Saturday, January 28, 2012

The Loudest Heartcry

I want REALITY. I want my relationship with God to be REAL. I want our love to be real. I want to be anchored and grounded and deeply rooted in LOVE that is REAL. I want to walk in the fullness.

I don't just want to pray about knowing God and encountering God, I want to actually encounter Him.

A friend of mine the other day pulled me aside and gave me a prophetic word about experiencing God and having a double portion of every dream the Lord and I dreamed about together in Africa. That I will receive double of all that!! And also that there is so much more for me and my relationship and intimacy with God, and just KNOWING GOD, that it will be real and more than words and rhetoric. I WANT THAT SO BAD!!!!!

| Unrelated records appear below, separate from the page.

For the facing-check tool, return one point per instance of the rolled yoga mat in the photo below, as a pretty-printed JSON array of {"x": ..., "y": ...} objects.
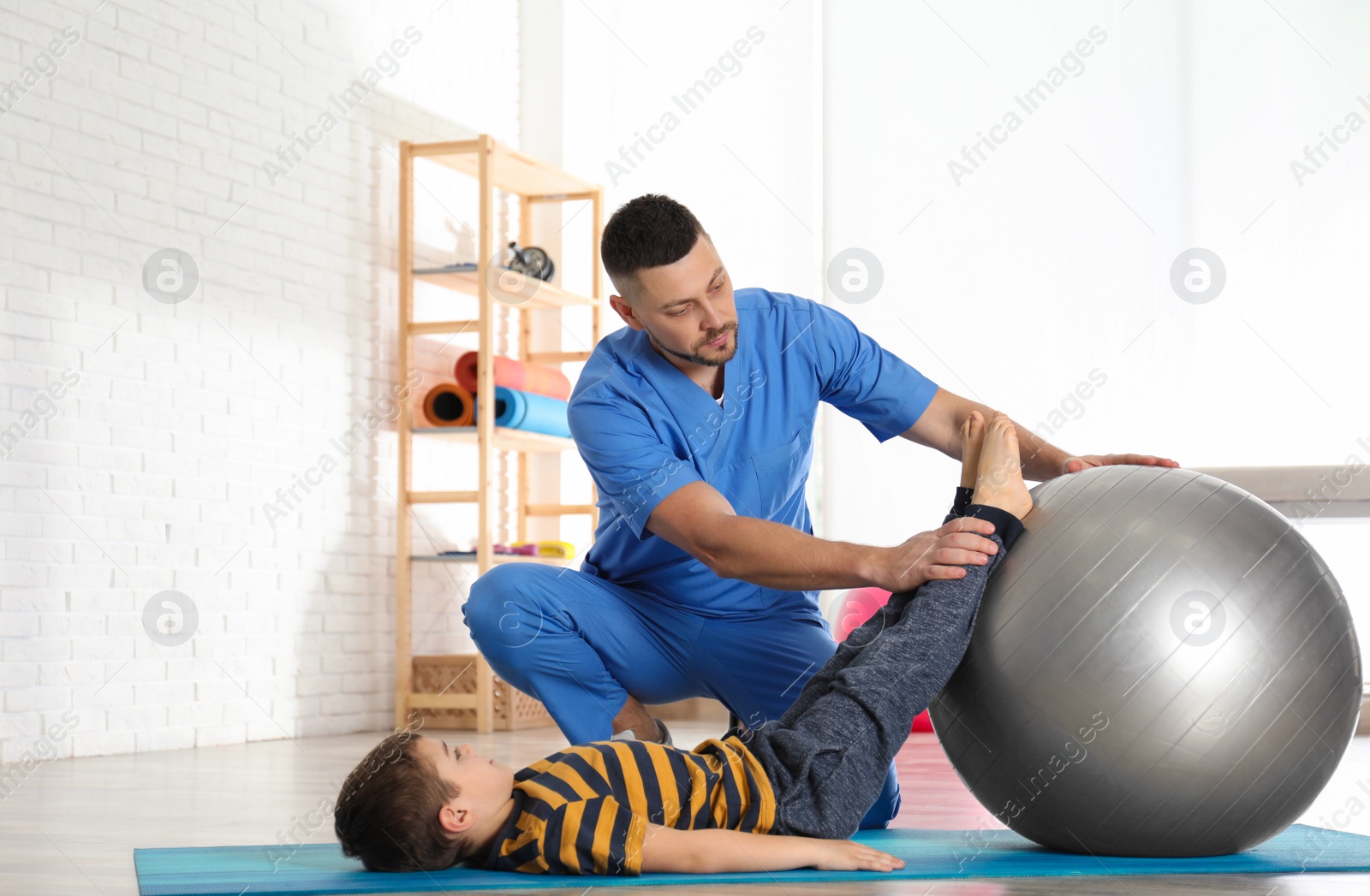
[
  {"x": 534, "y": 412},
  {"x": 515, "y": 374},
  {"x": 449, "y": 405}
]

I WANT TO KNOW GOD! I WANT TO EXPERIENCE HIM MORE THAN I DID WHEN I WAS 16 AND 17.

I WANT MORE AND I WANT THE FULLNESS!

I am so hungry for more of Him. I truly am. Not just because I am here in a place where my heart thrives. Not just because I get to do what I love to do every single day of my life. But because I NEED HIM. He is stirring up my passion and hunger and I want it to be the desire that cries the loudest!

I want my heart cry to know God to be louder than all the other cries of my heart. I want it to be louder than the cry for love and intimacy with a man. I want it to be louder than the cry for revival in America and in the nations. I want it to be louder than the cry to be seen and known and appreciated.

I WANT IT TO BE THE LOUDEST CRY THAT IS RISING FROM MY HEART. I WANT TO KNOW GOD. I WANT TO LOVE GOD. I WANT HIM.

I don't want to know just what he does, or the way he works, or what he is like. I want to KNOW HIM!!!!!!

If there was a person that i really wanted to meet and get to know, I wouldn't be satisfied with just knowing what they do. Or who they act like. Or the way they do things. No way, I would want to KNOW THEM. To spend time with them and talk to them and REALLY GET TO KNOW THEIR HEART.

That is how I want to know God.

And Jesus Christ has made it possible for me to do that. To go beyond the veil and SEE HIS FACE.

Hallelujah. My heart cries to know God. LORD, LET THIS CRY RING THE LOUDEST AND STRONGEST! AND ANSWER THIS HEART CRY!!!!!!! MORE THAN ANY OTHER HEARTCRY!

1 comment:

arnie&bekah said...

I love this!!! Amen, I am echoing your prayers over here in Canada!! My desire is that I would love Jesus more than I love my own life!